We established an appropriate time for gelation by measuring the change in modulus over time during in situ photopolymerization on a rheometer (Figure 3B). In each case, the precursor solution sample was pipetted onto the rheometer, and solution measurements were collected for 1 minute before irradiation was commenced. All of the compositions reached ∼ 95% of their final modulus within 3 minutes of irradiation. Consequently, 3 minutes was selected as the time for polymerization for all studies.

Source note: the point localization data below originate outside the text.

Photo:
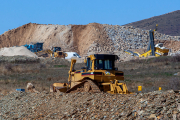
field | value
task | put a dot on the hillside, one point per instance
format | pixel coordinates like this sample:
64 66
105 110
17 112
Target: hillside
167 23
86 39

We then identified compositions leading to the desired modulus range for examining tenogenic differentiation (E = 10 – 90 kPa). The Young's modulus (elastic modulus, E) was calculated using rubber elasticity theory and the measured shear modulus and swelling values (Table S1), as described in the Materials and Methods section. As expected,60 the elastic modulus of these step growth PEG-based hydrogels increased with increasing concentration of monomer in the precursor solution (Figure 3C). Appropriate moduli for the compositions in this study were obtained at 18 mM Nb functional group (4.5 mM PEG; E = 9.69 ± 1.43 kPa; referred to as 10 kPa throughout the text), 52 mM Nb (13 mM PEG; E = 51.38 ± 2.80 kPa; referred to as 50 kPa), and 74 mM Nb (18.5 mM PEG; E = 85.10 ± 4.81 kPa; referred to as 90 kPa).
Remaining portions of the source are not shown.